Bruner: Currently, we’re using clickstream data to match the experience that people are having on the website with their experiences across other channels. We can see if someone from the website purchases through the call center, or if they browse online and then go to a brick-and-mortar store to buy. We can tie everything together to identify which marketing touches influenced a purchase.
Wynkoop: I would characterize what we’re doing as reporting and analytics. We’re not currently driving actions to the execution side, although that’s in the plans. But the big breakthrough has been understanding all these connections and being able to measure it. Real decisions are being made based on this information. It’s more than just a report.

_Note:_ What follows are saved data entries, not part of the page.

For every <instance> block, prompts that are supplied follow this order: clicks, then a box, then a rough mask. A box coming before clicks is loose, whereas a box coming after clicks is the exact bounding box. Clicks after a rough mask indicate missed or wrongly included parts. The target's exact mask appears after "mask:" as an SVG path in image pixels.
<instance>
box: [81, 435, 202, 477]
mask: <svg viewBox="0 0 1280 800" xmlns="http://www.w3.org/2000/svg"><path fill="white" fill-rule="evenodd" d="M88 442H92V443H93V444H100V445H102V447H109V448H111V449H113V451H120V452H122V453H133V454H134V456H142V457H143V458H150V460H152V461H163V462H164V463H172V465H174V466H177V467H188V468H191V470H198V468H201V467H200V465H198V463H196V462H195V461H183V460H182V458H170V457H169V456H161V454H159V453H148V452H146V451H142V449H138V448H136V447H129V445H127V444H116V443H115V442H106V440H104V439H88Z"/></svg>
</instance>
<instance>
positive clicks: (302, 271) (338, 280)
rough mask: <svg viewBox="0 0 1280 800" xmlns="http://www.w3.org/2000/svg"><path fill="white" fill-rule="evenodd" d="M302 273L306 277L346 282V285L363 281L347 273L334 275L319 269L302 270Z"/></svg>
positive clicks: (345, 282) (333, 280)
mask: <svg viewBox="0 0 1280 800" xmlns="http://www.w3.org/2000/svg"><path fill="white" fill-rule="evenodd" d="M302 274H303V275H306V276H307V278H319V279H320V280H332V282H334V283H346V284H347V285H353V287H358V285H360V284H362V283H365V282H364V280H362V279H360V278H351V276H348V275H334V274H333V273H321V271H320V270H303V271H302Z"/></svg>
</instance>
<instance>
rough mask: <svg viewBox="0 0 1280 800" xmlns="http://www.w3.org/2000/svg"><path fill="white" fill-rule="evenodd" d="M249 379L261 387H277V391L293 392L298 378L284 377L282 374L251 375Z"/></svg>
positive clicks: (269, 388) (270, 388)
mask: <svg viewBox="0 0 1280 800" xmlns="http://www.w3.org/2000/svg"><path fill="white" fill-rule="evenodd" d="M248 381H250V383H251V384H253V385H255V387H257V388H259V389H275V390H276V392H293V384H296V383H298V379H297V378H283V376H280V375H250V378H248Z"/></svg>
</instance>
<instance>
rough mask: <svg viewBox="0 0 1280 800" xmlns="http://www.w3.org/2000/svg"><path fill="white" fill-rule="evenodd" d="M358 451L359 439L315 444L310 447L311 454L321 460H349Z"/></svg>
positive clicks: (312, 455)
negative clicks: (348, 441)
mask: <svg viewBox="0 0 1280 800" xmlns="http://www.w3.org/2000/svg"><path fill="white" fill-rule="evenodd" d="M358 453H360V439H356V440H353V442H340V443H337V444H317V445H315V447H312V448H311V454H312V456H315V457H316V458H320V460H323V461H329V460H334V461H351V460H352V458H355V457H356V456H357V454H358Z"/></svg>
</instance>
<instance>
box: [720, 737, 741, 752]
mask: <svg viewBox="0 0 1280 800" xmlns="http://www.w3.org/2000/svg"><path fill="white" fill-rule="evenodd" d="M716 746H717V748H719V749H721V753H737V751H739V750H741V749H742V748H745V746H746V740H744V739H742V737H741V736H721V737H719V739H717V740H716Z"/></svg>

How is this process driving business?
Wynkoop: We receive regular reports from our business partners that define the results of ongoing digital programs. Through deeper analysis, we’ve been able to augment those results. When you start making those connections across channels, you can describe the value in a more realistic way. Sometimes you discover that the real drivers for a program’s success aren’t what you thought. It’s pretty exciting to capture those insights and apply them to future programs.
That’s a big change from Cabela’s early catalog days.
Wynkoop: In the traditional catalog world, we had statisticians who used regression models to determine who should receive catalogs. What we’re doing now is different, but it’s still an extension of that same mindset of modeling, understanding, testing, revising and iteratively working through these programs.
Bruner: Our biggest insight was figuring out that there are multiple ways to influence customer behavior. We used to tie specific media to certain channels to measure effectiveness. But now we know there’s a complex interrelationship among all advertising that affects specific channels and how customers interact with us across multiple channels.
Wynkoop: For instance, Cabela’s “Deer Nation” is an omni-channel marketing effort that targeted deer hunters during last fall’s hunting season. When we analyzed the results, we looked at the flow of data online—the path that customers took while viewing the page, how that generated sales, what worked and what didn’t. We also looked at the relationship with the retail store and how people came to the site from email and through other sites like YouTube. By overlaying that with our overall performance last year as well as over time, we gained valuable insights that will allow us to take a very good concept and improve it.
Where will you go from here?
Bruner: We already have granular, atomic-level data living in our data warehouse. We need to move to a big data environment to leverage the capabilities, performance gains and return on investment that come with it.
Wynkoop: We’re trying to implement the principles of data science without introducing Java because finding people with those skills is difficult. If we can take the data analyst’s or statistician’s existing skill set and augment it with something like MapReduce or Hive, then we can accomplish the same goals without competing against the Googles and Yahoos of the world for those resources.
Bruner: We see big data analytics as a tool to take advantage of data that we can’t take advantage of today. It will also position us to gain more insight into information that we didn’t even know was there.
Wynkoop: The solution is an analytic environment that will help us with our omni-channel marketing efforts. There are other skills—knowledge, expertise, experience and, dare I say, intuition—at play, and this is just one more tool in the arsenal that will help us get the quantitative knowledge needed for decision making.